Arne Duncan came to Atlanta twice to prop up Hall KNOWING FULL WELL the largest cheating scandal in America’s public educational history was unraveling right before his very eyes.
He came to save Hall, NOT the students of APS. Yet do you think any of the panelists would have referenced this, when it comes to talking about “teacher quality” and Duncan’s LACK of gravitas to discuss such matters?
We really don’t want the truth, do we?
MM
November 6th, 2011
10:10 pm
Maureen,
I’m sorry but your “Getting Schooled” column is so depressing to read over a period of time. The same “solutions”–student evaluations, more time on studies, new curriculum…–are constantly circulated by the lastest “expert” out to sell a book or otherwise advance theur career. Nothing really changes, of course, but the discourse weems to be entertainment for at least a few of us.

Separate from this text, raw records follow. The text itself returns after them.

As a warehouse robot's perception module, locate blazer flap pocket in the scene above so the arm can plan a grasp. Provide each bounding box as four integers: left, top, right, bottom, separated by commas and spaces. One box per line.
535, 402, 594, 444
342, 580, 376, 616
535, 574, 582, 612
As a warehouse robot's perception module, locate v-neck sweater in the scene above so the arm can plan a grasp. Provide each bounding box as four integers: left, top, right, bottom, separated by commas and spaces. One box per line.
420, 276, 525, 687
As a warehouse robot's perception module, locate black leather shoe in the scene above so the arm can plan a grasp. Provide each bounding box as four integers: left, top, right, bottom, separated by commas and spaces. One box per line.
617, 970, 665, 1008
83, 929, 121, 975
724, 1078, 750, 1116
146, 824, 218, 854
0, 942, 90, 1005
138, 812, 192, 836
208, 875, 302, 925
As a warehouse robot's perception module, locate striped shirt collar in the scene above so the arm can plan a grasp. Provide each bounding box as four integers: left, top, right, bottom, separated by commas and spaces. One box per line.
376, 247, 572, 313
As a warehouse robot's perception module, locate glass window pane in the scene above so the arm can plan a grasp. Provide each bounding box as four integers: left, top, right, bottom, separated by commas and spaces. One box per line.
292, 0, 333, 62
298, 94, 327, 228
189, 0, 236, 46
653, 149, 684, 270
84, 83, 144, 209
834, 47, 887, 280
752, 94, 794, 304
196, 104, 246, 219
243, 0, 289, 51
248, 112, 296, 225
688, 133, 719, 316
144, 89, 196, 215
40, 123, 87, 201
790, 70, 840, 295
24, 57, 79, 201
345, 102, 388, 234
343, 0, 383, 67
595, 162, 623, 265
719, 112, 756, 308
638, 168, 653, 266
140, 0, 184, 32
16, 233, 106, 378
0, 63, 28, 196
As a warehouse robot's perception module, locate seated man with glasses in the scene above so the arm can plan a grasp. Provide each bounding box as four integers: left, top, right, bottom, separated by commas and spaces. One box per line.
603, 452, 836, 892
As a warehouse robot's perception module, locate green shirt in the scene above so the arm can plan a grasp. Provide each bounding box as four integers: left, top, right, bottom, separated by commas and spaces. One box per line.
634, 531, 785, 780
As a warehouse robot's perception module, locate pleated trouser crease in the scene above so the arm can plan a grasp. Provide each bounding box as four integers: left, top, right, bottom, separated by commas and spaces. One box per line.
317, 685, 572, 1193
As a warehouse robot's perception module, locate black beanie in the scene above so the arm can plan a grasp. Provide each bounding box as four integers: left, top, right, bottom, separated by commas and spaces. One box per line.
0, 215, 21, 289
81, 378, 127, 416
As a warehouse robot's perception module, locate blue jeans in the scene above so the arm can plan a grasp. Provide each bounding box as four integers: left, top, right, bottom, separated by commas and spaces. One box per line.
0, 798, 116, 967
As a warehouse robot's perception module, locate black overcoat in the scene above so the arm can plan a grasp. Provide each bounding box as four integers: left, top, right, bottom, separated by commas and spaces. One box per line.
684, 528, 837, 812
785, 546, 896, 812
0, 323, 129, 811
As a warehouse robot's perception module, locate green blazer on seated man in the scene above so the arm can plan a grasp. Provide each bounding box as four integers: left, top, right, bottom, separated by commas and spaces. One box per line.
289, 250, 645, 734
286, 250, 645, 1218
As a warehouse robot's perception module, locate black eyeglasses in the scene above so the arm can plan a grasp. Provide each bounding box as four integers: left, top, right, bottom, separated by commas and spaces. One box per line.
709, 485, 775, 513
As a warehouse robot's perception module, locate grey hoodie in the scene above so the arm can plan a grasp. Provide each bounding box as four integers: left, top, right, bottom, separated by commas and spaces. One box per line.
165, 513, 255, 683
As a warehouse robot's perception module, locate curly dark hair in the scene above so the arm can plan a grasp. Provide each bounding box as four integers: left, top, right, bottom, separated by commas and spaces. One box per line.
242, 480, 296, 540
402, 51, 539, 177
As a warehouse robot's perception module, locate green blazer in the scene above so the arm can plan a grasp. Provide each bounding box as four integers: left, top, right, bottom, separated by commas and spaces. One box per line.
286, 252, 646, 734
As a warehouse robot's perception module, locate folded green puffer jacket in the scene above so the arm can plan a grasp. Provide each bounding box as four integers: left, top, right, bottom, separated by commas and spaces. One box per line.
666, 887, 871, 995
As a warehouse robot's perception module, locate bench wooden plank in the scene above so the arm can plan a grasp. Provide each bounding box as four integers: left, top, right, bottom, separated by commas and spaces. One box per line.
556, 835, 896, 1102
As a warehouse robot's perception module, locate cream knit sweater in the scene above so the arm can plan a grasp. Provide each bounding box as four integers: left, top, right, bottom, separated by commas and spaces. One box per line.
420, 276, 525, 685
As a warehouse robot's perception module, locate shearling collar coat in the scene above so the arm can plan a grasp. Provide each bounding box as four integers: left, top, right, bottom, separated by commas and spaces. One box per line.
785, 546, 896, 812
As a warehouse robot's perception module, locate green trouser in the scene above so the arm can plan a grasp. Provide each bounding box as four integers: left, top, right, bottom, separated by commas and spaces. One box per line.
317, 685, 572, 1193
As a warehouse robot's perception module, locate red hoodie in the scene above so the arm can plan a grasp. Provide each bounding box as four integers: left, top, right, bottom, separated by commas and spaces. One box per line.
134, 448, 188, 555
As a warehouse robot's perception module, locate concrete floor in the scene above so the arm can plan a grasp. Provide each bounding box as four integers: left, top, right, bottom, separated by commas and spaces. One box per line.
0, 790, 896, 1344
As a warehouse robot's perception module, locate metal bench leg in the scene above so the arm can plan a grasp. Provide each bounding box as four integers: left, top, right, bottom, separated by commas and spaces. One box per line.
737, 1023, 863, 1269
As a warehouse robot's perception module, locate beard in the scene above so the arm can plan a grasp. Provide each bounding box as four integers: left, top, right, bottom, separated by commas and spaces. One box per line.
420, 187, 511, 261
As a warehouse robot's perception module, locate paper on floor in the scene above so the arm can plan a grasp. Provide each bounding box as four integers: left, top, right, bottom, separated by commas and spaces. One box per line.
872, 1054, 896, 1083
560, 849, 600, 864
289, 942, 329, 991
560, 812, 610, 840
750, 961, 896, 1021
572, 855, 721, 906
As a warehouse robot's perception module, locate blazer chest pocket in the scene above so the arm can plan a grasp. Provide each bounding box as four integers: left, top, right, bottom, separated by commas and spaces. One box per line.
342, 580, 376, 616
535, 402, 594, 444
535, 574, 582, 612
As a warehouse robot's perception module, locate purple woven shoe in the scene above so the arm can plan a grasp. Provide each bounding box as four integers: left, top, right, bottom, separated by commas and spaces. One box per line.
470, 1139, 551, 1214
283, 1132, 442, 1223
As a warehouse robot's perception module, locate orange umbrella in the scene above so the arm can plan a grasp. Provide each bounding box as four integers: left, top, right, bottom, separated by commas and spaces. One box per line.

The real problem is us. We, as a nation, as families, as TV watchers, do not really value education or any skill that does not make money. Monday Night football; then we see our values on parade. Dancing with the Stars (a show for the idiot class if there ever was one), NASCAR, country and rap music, now there are our values. Fighting back starts with parents that really care more for their kids to the extent they are willing to fix the real problem. Sixty years of thoughtless individualism and TV and effectively made us idiots. We must look beyond quick fixes to what we have let ourselves become–mindless consumers of crap both in our material greed and naive politics.
Mike Honcho
November 6th, 2011
10:30 pm
I totally agree with Veteran teacher 2. The scary thing is, every year the amount of laziness increases. Many students seem to believe that teachers are not allowed to give failing grades. Students who do little homework or study do poorly on tests and then immediately expect to take a retest.
Teachers (especially high school) who constantly accept late work and allow students repeated re-tests until they pass— you are not helping students. We need to hold today’s students accountable.
Public HS Teacher
November 7th, 2011
12:32 am
I give up. I will just quit teaching any content and give kids candy and parties every day. They will give me a good rating and I will keep my job.
There. Is everyone happy now?
Public HS Teacher
November 7th, 2011
12:34 am
@Mike Honcho -
Please understand that teachers DO NOT want to accept late and we DO NOT want to give re-test. These are practices forced on us by administation.
I keep saying on this school blog time and again – the problem has LITTLE to do with classroom teachers. It is the leadership!
Beverly Fraud
November 7th, 2011
6:05 am
“Many students seem to believe that teachers are not allowed to give failing grades”
Wrong Mike Honcho. Students KNOW that teachers, in many, MANY instances, are not allowed to give failing grades. Look at the recent AJC reporting on SYSTEMIC cheating at the high school level.
In fifth grade, the administrator says “Get them the h-ll out of here and let them go $##@ up the middle schools scores.
In eight grade, the administrator says “Get them the h-ll out of here and let them go $##@ up the middle schools scores.
And NOW you know why the high schools are the way they are.